Alas, violent attacks have increased. Today, Baghdad's governor was assassinated. However, we will have turned the corner once Iraq's January 30 election is held.
On April 8, 2004, the Washington Post observed the US had already turned five corners in Iraq. I've lost count of the corners turned in 2004 - I merely note that there's always another corner up ahead with Mr. Bush in charge.
I wonder what the next "corner" will be when the elections fail to prevent the coming Iraqi civil war?

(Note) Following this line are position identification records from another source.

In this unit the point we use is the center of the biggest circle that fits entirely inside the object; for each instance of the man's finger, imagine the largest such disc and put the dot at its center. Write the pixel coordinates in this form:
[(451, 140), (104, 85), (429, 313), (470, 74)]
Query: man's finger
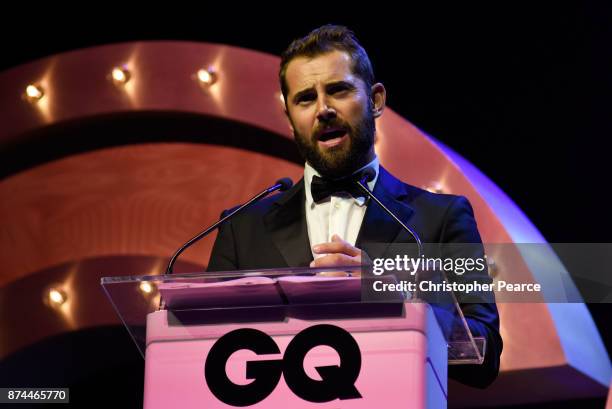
[(340, 246)]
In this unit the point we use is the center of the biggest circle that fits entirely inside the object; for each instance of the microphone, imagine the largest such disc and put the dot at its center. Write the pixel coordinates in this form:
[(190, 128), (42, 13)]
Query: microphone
[(281, 184), (368, 175)]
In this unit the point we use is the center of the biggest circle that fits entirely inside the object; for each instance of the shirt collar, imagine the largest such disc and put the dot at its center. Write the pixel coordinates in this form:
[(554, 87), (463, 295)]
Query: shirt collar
[(309, 172)]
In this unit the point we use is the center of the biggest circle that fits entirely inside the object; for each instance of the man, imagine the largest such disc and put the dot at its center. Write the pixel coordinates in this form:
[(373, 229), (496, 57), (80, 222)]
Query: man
[(331, 101)]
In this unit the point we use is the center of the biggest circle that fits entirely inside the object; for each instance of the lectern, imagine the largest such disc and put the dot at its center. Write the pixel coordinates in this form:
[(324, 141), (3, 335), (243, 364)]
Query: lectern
[(289, 338)]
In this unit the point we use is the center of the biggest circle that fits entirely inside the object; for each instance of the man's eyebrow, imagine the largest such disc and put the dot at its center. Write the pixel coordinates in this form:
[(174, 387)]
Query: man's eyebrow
[(341, 83), (298, 95)]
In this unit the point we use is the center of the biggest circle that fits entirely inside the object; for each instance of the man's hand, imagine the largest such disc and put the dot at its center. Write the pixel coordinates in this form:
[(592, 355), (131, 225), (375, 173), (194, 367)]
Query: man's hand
[(337, 253)]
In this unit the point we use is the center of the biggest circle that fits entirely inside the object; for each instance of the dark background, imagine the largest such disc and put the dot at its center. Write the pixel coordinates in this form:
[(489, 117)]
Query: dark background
[(524, 93)]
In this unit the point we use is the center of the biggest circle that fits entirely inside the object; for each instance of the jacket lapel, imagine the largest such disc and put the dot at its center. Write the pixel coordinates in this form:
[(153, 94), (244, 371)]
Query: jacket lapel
[(286, 222), (378, 227)]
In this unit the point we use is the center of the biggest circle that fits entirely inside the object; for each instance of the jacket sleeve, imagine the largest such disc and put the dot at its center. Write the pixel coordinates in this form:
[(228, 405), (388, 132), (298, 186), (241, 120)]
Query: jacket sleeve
[(481, 315)]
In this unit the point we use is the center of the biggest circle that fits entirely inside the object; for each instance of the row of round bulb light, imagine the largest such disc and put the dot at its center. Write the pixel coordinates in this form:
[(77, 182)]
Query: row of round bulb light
[(120, 76)]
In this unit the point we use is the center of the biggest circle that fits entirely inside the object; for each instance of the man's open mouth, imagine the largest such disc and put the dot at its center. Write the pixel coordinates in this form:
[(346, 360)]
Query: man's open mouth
[(332, 137)]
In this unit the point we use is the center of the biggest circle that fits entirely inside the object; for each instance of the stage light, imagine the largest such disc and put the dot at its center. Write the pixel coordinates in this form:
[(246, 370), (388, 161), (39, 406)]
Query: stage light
[(146, 287), (120, 75), (57, 297), (34, 93), (435, 187), (206, 76)]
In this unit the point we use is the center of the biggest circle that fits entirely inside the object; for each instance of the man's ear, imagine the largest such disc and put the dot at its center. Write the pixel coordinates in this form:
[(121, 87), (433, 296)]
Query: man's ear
[(288, 120), (379, 99)]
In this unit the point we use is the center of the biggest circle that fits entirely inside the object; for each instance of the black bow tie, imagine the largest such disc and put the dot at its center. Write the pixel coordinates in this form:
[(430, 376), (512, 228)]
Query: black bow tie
[(322, 188)]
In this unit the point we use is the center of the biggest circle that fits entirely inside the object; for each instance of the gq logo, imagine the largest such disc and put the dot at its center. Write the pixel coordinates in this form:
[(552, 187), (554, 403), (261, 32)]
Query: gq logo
[(338, 382)]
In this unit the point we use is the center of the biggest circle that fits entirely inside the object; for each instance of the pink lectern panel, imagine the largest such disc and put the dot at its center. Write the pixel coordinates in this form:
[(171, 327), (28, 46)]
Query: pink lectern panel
[(404, 363)]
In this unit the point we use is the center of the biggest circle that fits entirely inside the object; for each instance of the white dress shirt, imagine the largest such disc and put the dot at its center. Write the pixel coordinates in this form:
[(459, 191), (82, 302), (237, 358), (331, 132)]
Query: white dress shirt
[(341, 215)]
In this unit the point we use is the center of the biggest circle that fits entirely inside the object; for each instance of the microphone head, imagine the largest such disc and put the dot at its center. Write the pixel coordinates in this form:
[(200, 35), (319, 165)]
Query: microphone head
[(367, 175), (285, 184)]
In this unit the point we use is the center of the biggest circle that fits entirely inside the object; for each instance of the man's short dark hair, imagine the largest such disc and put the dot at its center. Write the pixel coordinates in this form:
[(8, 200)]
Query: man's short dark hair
[(326, 39)]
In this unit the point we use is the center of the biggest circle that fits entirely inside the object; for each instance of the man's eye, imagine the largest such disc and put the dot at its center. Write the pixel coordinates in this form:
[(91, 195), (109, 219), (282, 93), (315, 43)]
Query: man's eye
[(305, 98)]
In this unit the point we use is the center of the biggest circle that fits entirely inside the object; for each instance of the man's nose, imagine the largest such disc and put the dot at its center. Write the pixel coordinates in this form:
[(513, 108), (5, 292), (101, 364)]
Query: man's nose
[(325, 112)]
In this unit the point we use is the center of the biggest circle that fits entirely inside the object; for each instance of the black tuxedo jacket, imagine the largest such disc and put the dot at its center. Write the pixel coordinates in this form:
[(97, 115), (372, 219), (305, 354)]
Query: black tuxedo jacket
[(273, 234)]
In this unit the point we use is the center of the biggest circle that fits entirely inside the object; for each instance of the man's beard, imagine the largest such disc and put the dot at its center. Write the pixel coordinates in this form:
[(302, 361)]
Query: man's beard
[(343, 160)]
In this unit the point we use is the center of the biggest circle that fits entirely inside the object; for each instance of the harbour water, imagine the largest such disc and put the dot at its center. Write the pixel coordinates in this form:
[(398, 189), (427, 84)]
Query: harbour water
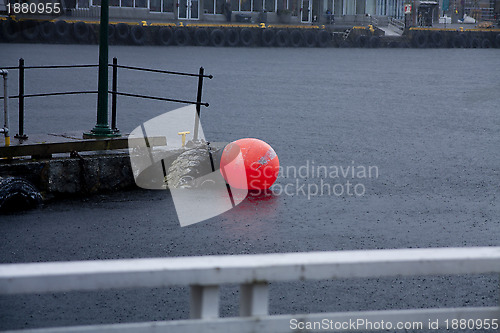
[(427, 119)]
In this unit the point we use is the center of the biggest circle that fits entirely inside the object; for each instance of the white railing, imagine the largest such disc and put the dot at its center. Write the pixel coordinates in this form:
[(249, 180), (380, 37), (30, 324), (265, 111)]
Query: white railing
[(204, 275)]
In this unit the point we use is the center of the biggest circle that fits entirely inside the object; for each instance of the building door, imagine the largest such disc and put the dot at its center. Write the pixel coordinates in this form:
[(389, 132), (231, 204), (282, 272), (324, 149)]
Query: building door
[(306, 11), (189, 10)]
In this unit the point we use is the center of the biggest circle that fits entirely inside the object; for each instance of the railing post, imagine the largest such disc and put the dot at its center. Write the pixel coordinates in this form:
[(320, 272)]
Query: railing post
[(198, 104), (102, 129), (113, 95), (204, 302), (254, 299), (21, 134)]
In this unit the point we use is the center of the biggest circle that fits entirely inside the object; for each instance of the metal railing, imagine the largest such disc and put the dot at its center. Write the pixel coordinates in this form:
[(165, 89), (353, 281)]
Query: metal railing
[(114, 92), (399, 24), (253, 273), (5, 128)]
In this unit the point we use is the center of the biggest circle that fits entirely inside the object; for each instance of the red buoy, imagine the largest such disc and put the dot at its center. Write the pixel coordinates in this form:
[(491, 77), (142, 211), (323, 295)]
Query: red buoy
[(249, 164)]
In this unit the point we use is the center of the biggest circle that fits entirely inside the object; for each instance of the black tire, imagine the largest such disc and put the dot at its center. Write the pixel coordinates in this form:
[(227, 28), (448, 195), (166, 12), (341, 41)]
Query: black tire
[(458, 41), (361, 41), (267, 37), (61, 31), (282, 38), (475, 43), (217, 38), (324, 38), (138, 35), (486, 44), (296, 38), (165, 36), (310, 38), (420, 40), (232, 37), (201, 37), (30, 30), (437, 39), (246, 37), (47, 31), (122, 32), (181, 37), (81, 32), (17, 194), (374, 42), (10, 30)]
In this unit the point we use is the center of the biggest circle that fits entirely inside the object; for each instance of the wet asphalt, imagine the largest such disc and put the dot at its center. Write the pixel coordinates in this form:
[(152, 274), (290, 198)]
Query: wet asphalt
[(426, 119)]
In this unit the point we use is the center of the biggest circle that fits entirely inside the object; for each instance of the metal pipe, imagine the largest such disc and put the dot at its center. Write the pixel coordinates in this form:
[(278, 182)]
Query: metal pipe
[(5, 129)]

However, I'm sure Karl Rove will find a way to blame Bill Clinton and Jimmy Carter.
Bush Tax Cuts Destroy Worker's Pension Protections
From the BBC:
Taxpayers may have to bail out the US agency that protects workers' pension funds, leading economists have warned.With the Pension Benefit Guaranty Corporation (PBGC) some $23bn (£12bn) in deficit, the Financial Economists Roundtable (FER) wants Congress to act.
...Cash-strapped US companies, including those in the airline, car-making and steel industries, had argued in favour of the 2004 rule change, claiming that funding the insurance premiums adequately would force them to have to cut jobs.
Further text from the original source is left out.